Estimate | Std. Error | t value | [math]\displaystyle{ Pr(\gt |t|) }[/math] | |
---|---|---|---|---|
(Intercept) | 3.9766 | 0.0791 | 50.30 | 0.0000 |
Biology | 0.1760 | 0.0791 | 2.22 | 0.0262 |
Business | 0.0231 | 0.0816 | 0.28 | 0.7774 |
Chemistry | 0.0160 | 0.0794 | 0.20 | 0.8402 |
Clinical | 0.1907 | 0.0792 | 2.41 | 0.0160 |
Computer | -0.0729 | 0.0797 | -0.92 | 0.3599 |
Engineering | -0.0636 | 0.0794 | -0.80 | 0.4230 |
Social | -0.0201 | 0.0894 | -0.22 | 0.8222 |
Mathematics | -0.0659 | 0.0811 | -0.81 | 0.4169 |
Natural | -0.0361 | 0.0795 | -0.45 | 0.6500 |
Physics | 0.4730 | 0.0792 | 5.97 | 0.0000 |
From table 3 note that, at a significance level of 5%, not only Physics, but also Biology and Clinical Sciences have an h-index which is significantly higher than for the other fields.

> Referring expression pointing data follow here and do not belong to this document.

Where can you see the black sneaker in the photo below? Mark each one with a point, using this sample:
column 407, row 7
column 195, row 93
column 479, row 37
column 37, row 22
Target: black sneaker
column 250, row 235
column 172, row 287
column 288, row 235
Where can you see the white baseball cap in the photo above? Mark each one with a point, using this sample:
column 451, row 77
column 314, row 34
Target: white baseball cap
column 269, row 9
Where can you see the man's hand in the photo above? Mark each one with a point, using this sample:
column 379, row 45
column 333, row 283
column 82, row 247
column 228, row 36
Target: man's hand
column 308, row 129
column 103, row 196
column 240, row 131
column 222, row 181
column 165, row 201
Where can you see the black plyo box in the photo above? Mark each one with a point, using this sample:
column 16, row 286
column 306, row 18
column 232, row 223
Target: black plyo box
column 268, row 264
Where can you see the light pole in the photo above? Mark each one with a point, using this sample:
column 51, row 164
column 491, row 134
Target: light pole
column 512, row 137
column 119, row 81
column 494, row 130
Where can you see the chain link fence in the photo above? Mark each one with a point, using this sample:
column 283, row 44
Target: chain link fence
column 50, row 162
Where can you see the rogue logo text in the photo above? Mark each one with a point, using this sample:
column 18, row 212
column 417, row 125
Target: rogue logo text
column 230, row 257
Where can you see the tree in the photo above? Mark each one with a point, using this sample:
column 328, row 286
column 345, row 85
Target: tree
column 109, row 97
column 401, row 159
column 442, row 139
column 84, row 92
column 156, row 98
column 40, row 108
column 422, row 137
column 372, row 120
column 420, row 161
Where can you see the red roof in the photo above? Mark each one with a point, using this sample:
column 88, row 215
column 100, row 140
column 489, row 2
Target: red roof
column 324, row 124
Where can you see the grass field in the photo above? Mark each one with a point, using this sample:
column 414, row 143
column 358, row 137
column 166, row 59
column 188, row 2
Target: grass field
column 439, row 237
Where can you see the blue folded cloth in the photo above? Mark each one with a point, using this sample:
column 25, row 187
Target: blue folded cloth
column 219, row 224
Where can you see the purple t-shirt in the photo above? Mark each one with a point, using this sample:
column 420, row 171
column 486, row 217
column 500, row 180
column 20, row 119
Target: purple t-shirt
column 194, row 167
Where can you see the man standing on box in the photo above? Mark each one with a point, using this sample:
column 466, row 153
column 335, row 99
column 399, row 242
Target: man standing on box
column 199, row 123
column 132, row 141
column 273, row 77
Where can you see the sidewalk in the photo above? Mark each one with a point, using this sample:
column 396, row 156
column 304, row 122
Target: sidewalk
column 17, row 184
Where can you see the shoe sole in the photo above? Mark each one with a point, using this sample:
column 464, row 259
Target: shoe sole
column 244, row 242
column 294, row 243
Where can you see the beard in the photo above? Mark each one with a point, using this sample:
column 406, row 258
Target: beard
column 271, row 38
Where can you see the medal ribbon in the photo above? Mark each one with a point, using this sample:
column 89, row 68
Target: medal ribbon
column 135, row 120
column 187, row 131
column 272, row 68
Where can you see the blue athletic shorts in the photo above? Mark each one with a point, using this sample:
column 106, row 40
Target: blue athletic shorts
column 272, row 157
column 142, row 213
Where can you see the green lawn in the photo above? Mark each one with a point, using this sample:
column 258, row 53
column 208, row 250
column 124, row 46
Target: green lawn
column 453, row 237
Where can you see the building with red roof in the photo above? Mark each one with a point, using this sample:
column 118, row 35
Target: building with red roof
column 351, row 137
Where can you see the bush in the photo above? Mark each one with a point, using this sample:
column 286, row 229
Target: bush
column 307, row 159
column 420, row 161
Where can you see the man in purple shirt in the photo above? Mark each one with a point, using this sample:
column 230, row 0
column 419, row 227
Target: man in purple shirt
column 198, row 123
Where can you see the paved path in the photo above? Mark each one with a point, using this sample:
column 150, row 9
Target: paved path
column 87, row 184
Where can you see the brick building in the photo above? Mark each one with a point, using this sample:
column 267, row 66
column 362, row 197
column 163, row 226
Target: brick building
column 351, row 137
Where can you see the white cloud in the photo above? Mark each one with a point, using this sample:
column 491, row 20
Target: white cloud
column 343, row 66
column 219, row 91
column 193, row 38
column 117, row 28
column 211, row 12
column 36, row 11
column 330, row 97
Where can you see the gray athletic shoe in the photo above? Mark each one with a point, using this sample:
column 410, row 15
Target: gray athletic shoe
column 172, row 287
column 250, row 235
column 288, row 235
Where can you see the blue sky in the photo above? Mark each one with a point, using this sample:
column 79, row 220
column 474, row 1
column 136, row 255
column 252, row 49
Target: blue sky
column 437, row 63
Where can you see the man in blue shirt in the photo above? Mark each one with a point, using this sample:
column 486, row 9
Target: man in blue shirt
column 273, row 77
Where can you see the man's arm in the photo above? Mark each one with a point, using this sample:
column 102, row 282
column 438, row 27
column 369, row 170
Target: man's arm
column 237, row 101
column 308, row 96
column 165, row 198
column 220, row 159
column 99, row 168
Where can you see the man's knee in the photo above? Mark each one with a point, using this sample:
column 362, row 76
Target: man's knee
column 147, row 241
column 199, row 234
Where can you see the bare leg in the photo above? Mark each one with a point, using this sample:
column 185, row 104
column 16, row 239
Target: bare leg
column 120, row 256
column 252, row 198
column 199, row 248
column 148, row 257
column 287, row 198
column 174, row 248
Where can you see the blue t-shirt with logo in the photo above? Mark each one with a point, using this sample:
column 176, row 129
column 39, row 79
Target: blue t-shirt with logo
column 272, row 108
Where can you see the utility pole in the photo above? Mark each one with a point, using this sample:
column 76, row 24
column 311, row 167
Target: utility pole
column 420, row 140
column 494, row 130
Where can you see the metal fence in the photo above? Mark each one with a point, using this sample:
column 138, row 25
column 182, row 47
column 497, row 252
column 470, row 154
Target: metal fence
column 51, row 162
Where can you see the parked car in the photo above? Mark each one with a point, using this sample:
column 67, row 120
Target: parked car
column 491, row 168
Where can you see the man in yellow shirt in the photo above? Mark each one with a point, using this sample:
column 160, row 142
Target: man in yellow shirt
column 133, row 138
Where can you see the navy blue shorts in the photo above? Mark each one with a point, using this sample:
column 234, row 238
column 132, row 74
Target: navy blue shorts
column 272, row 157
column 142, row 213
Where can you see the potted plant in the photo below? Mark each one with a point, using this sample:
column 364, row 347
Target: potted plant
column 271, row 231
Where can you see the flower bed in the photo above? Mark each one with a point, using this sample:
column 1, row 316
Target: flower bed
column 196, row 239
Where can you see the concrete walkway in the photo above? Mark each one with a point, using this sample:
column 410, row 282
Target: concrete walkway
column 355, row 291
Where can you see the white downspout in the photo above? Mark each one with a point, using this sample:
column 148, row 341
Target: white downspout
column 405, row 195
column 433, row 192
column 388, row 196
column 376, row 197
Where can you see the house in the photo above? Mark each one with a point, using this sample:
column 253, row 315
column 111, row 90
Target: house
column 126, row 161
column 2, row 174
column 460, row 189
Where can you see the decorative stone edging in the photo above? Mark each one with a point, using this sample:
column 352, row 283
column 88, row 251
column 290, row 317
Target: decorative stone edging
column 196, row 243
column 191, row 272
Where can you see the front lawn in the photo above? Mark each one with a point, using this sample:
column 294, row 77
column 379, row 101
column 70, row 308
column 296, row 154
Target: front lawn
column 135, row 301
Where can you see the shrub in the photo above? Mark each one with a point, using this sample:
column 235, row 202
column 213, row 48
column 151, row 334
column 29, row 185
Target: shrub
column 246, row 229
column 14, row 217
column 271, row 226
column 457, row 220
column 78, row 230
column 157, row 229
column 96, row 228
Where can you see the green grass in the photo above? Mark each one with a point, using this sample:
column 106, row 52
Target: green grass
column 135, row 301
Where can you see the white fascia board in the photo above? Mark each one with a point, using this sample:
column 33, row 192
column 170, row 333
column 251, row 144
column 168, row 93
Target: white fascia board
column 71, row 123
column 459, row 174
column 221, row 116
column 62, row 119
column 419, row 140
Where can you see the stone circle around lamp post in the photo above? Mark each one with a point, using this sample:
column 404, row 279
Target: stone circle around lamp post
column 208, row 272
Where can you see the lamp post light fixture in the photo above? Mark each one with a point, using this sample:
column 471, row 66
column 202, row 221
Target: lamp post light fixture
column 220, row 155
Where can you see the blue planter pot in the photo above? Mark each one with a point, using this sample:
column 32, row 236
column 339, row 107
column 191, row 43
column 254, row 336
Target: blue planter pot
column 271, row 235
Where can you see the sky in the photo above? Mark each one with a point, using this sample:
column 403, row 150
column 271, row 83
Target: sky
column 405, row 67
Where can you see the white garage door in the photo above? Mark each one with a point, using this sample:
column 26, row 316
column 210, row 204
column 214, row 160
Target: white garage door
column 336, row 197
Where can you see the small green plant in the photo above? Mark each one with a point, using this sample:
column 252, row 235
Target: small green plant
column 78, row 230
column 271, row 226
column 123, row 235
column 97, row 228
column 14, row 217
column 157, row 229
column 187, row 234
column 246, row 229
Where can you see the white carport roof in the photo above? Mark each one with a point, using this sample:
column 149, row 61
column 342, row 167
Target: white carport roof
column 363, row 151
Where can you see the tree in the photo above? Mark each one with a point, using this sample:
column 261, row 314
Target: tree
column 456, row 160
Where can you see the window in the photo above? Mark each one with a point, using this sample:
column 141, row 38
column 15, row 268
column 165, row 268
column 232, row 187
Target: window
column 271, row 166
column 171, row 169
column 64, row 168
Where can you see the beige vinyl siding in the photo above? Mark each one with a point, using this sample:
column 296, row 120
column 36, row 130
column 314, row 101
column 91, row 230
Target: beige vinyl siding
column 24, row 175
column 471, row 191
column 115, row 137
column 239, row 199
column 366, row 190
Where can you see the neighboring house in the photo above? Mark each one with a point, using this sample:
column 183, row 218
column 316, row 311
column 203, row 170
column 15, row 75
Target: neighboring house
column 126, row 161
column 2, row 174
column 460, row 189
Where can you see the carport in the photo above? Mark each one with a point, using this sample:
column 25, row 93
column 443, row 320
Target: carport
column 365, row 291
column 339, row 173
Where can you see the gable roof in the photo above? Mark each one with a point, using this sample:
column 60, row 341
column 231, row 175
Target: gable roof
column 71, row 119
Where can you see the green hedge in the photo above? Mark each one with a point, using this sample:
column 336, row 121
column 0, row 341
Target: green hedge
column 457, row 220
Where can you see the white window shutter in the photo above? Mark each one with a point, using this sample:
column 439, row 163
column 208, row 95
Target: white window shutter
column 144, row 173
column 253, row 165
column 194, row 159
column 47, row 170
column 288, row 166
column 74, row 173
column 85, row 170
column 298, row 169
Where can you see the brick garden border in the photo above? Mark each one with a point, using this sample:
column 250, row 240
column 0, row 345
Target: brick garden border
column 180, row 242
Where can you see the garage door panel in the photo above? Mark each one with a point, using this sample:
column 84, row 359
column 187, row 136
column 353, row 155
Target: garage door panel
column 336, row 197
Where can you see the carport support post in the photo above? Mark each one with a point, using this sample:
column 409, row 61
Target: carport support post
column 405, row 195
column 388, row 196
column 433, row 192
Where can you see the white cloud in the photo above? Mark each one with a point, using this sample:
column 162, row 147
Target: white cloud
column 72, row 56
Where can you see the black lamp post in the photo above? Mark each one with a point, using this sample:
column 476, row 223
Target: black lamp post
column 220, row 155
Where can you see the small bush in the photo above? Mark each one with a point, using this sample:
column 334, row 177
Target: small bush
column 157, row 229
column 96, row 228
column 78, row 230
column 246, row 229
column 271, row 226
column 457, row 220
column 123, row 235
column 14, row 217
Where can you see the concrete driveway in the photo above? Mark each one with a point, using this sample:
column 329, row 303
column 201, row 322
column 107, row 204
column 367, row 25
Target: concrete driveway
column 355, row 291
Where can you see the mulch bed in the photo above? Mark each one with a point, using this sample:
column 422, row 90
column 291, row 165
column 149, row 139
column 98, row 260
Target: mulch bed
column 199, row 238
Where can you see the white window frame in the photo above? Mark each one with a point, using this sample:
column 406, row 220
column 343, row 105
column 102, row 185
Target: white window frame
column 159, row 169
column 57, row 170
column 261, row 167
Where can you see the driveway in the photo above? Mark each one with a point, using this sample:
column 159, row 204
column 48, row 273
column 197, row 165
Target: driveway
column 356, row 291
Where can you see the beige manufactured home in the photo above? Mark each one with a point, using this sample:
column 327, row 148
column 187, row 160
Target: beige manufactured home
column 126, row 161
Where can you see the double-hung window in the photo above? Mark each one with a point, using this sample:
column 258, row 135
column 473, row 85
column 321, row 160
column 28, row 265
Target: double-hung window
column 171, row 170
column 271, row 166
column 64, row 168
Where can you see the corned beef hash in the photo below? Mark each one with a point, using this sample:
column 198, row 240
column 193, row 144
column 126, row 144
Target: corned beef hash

This result is indeed more coherent with 3 than what obtained with the Guassian linear model in 3, bringing further evidence to the assumption of a Poisson distribution for the h-index.
To robustify our results, we now consider the application of another explainable by design model, a regression tree.
Similarly to what done before, we consider the h-index as the response variable to be partitioned according to the found groupings of the binary variables that describe the scientific fields.
Figure 4 reports the results of the application of a regression tree model on the whole sample.
Figure 4 shows that Physics, Clinical Sciences, Biology, along with Chemistry, are the only relevant variables in the regression trees, in line with the results obtained with the Poisson regression. Evidently, the tree model, being non linear, can capture the deviation from the Gaussian distribution similarly to the Poisson regression.
Declarations
Conflict of Interest
The Authors declare that there is no conflict of interest.